A principal delas é liberar os US$ 700 bilhões de uma vez ou não. O dinheiro ficaria todo liberado, mas só seria gasto em parcelas. A apropriação do ponto de vista do gasto seria paulatina. Parece que a idéia é alinhavar, para o grupo na Casa Branca costurar e dar o acabamento final do pacote.
Mas há problemas. O anúncio de McCain de que estava interrompendo a campanha para liderar o fechamento do acordo provocou mais tensão entre os partidos. Os republicanos aproveitaram para dizer que era demonstração inequívoca de liderança.
Os democratas de que não passava de um factóide. A atitude de McCain azedou um pouco as conversas. Mas a disposição ainda é de aprovar uma operação de resgate em “até uma semana”.
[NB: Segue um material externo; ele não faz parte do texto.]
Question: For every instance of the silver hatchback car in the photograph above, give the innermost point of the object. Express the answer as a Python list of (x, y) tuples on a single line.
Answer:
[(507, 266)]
Essa frase coloca o ponto final do problema um pouco mais adiante do cronograma inicial. E isso mexe com as expectativas do mercado. Se o acordo básico for fechado na reunião da Casa Branca, ou até o final desta sexta-feira, ele entraria em detalhamento no começo da semana que vem e poderia ser votado na quarta e quinta-feira.
Outro ponto delicado é que se na reunião da Casa Branca, o presidente Bush trabalhar para alavancar o candidato republicano, a acordo pode melar. Ele tem que realmente ficar embuido de uma proposta sem partidarismo, o que em se tratando de Bush é dificil.
As bolsas estão positivas na Europa e no EUA, porque o mercado está apostando em um acordo rápido. Mas o resultado final pode frustrar os otimistas.